Leadership: To achieve
high performance or sustain results, leaders must define and refine key
processes and execute them with daily discipline. They must translate vision
and values into strategy and objectives, processes and practices, actions and
accountabilities, execution and performance. Leaders address three questions:
1)
Vision/Value. What unique value do we bring to our customers to gain
competitive advantage? What do we do, for whom? Why?
2) Strategy/Approach. In what distinctive manner do we fulfil the unique needs of our customers and stakeholders? What strategy supports the vision for achieving competitive advantage?
3) Structure/Alignment. What is the designed alignment of structure and strategy, technology and people, practices and processes, leadership and culture, measurement and control? Are these elements designed and aligned to create optimal conditions for achieving the vision?
2.
Communication:
Everything happens in or because of a conversation, and every exchange is a
potential moment of truth—a point of failure or critical link in the success
chain. Strategic communication ensures that the impact of your message is
consistent with your intentions, and results in understanding.

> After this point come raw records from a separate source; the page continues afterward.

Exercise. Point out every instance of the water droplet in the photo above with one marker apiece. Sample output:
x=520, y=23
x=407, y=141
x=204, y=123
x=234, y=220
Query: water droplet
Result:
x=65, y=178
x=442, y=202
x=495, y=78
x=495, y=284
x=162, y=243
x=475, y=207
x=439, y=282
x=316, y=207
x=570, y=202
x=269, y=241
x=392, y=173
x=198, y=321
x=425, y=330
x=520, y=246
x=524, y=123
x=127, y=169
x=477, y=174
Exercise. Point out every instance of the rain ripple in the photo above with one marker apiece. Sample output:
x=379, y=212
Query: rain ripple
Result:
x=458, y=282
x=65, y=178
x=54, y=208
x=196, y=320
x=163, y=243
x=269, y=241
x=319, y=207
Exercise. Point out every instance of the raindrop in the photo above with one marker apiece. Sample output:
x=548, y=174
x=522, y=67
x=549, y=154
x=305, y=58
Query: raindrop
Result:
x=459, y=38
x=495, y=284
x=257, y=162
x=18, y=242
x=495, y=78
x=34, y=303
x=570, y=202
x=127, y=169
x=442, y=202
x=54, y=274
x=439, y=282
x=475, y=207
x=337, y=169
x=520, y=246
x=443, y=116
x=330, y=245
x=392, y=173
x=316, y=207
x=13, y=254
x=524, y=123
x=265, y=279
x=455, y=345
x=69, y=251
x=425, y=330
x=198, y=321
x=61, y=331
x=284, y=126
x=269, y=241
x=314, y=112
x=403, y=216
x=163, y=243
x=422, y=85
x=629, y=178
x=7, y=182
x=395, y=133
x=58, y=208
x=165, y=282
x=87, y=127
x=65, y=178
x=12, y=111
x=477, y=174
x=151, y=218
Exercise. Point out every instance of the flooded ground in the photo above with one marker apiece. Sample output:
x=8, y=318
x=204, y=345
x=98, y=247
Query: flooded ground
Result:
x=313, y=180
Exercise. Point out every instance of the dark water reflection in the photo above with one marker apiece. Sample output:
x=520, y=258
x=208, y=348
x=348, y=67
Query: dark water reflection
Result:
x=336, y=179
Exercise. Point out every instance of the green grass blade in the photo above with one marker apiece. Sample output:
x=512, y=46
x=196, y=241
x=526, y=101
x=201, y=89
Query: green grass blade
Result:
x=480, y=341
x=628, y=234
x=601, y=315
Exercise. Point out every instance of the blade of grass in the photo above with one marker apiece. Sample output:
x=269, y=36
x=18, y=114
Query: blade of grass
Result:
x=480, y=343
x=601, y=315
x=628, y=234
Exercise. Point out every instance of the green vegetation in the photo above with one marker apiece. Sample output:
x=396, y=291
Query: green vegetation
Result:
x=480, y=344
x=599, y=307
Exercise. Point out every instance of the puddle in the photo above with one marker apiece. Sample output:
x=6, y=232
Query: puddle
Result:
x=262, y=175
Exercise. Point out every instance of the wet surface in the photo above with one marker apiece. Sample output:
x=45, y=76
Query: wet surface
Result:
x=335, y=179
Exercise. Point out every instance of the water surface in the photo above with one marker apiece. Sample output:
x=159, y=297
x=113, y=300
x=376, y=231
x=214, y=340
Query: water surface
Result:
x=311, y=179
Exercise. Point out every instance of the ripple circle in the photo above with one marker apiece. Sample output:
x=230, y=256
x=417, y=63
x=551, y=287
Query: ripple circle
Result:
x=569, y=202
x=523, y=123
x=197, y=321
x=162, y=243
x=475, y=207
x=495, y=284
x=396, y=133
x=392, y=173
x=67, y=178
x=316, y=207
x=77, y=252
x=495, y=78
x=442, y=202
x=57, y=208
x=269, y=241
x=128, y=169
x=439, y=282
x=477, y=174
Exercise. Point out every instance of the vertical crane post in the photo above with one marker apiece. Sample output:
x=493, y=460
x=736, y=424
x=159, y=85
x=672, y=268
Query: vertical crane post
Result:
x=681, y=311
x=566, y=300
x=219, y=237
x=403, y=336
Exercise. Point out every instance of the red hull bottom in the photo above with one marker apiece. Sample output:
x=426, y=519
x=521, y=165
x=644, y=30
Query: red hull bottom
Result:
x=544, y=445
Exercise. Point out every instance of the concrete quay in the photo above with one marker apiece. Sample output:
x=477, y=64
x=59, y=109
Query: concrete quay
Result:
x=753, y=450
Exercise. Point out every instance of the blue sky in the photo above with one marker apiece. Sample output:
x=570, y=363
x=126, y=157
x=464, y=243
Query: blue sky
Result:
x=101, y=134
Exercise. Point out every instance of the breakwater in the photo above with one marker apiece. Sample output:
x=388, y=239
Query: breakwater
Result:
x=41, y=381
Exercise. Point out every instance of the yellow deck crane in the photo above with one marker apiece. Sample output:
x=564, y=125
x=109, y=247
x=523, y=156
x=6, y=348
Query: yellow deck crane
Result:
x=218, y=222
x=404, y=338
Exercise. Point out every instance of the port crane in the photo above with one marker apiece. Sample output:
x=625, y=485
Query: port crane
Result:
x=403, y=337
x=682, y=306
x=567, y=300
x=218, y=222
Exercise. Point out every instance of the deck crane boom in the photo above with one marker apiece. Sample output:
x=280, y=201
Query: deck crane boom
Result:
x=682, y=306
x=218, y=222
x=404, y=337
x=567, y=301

What you say,
the way you say it, where, when and under what circumstances it is said shape
the performance culture.
When
leaders maximize their contribution to daily conversations, they engage and
align people around a common cause, reduce uncertainty, keep people focused,
equip people for moments of truth that create an on-the-table culture, prevent
excuses, learn from experience, treat mistakes as intellectual capital, and
leverage the power of leadership decisions to shape beliefs and behaviours.
3.
Accountability:
Leaders translate vision and strategic direction into goals and objectives,
actions and accountabilities. Performance accountability systems clarify what
is expected of people and align consequences or rewards with actual
performance. Leaders need to build discipline into their leadership process and
management cycle to achieve accountability, predictability, learning, renewal
and sustainability.
4.
Delivery: The best
organizations develop simple processes that are internally efficient, locally
responsive and globally adaptable. Complexity is removed from the customer
experience to enable them to engage you in ways that are both elegant and
satisfying. Establishing and optimizing operational performance is an ongoing
journey.
Operations
need to be focused on the priority work, using the most effective techniques—aligning
initiatives and operations with strategy; continuously improving operations;
pursuing performance breakthroughs in key areas; using advanced change
techniques in support of major initiatives; establishing a pattern of executive
sponsorship for all initiatives; and building future capability and capacity.
5.
Performance: The
Human Performance System is designed to attract, develop and retain the most
talented people. The idea is to hire the best people and help them develop
their skills, talents and knowledge over time. Of course, it becomes more
critical as they add abilities and know-how, that we reward them properly so
they feel good about their work and choose to remain with the organization as
loyal employees.
6.
Measurement: A
system of metrics, reviews and course corrections keeps the business on track.
Organizations need concrete measures that facilitate quality control,
consistent behaviours, and predictable productivity and results. Within these
parameters, control is instrumental to viability and profitability. Every
activity has a set of daily rituals and measures.
Leaders
establish and maintain the measurement system to ensure disciplined processes.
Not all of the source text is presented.